There have been longer waits for a Grand Slam title. But Simona Halep is done with waiting, done with losing in three sets, as she had in her three previous Slam finals; and best of all, done with being a world No.1 without a Slam to her name. At Roland-Garros 2018, this time the title – and all that comes with it – belongs to her.
Whatever professional doubts have been raised about her, whatever questions – they end right here.
All the old ghosts have been chased away. She may have needed four Slam finals before winning one, but victory here means that no deep dark pattern can be read into her losing streak any longer. Each defeat can be rationalised. She lost for a reason then, just as she won for a reason now.
No more need she search for lessons learned, for positives to take forward. What greater positive could there be than to lift the Coupe Suzanne Lenglen?
If she were never to hit a ball in anger again and instead retire right now, she would do so as a Grand Slam champion. More likely in Halep's case is that this win will unshackle her of any mental demons about handling the biggest occasions, setting her free to explore her potential to capture more Slams.
Her future has changed. Fifty weeks from now at the start of Roland-Garros 2019, she won’t need to come armed with pre-prepared answers to familiar probing queries looking back to last year’s final defeat, or about coping strategies to put that loss behind her. She doesn’t need to devise convincing ways to declare how it will all be different this time. Next year the questions will be all about her memories of a lifelong dream fulfilled.
More prizes were at stake for Halep here than the iconic trophy alone. Before a single ball was struck in the final, Halep had already guaranteed that she would leave Paris with the world No.1 spot.
But had she gone home without the title, then all the old voices – and probably a few more – would have been raised in the familiar babble of debate.

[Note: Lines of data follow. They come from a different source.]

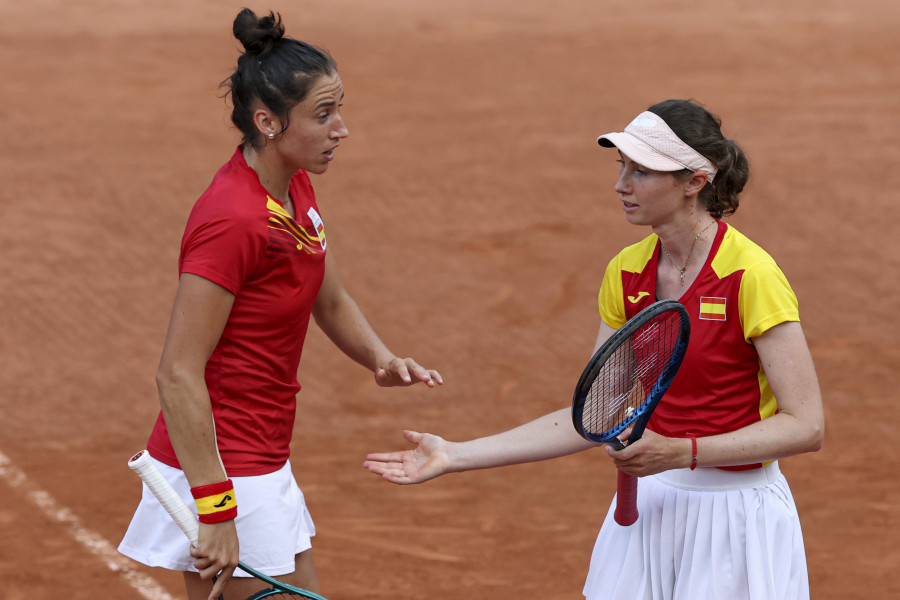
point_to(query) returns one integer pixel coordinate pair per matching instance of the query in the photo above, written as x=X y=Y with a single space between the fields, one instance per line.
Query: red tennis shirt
x=738 y=295
x=242 y=239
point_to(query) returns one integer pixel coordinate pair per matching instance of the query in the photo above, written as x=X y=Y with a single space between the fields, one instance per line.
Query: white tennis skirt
x=706 y=533
x=273 y=524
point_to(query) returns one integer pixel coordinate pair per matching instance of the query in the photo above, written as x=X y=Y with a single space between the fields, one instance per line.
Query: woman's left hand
x=651 y=454
x=405 y=371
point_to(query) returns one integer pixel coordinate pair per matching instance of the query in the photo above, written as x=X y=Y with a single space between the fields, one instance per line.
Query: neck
x=274 y=179
x=680 y=238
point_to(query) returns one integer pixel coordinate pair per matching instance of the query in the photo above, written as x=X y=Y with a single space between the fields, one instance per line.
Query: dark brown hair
x=274 y=69
x=702 y=131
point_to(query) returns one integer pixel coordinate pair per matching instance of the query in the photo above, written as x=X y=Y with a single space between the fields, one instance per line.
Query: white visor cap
x=649 y=141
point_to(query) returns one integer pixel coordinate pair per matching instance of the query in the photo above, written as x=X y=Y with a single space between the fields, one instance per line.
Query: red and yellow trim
x=216 y=502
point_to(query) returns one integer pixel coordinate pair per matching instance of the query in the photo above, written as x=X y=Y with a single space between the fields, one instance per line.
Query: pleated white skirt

It’s the one she has had to listen to on and off since she first ascended the top of the rankings eight months ago in October 2017 – the one which questions the merits of a Slam-less world No.1 ranked above so many other players with Grand Slam titles… and specifically this time ahead of Sloane Stephens, who would have owned two of the most recent three Grand Slams had she defeated Halep, yet earned promotion merely to No.4.
Now the facts broker no argument. The No.1 spot belongs to the Romanian on plain merit. Her ranking need never be debated again.
But rankings are fleeting. Come the far day when Halep’s playing career finally concludes and she ceases to be No.1 for good, she will never cease to be the Roland-Garros champion of 2018.
“I lost three times before now and no one died, so it will be okay,” she said before this final. And she was right – it was okay. But now it is gloriously, riotously better; and when all the clanging of victory has died away, she will have the peace of a quiet mind.
Titles are eternal, and this one belongs to Simona Halep.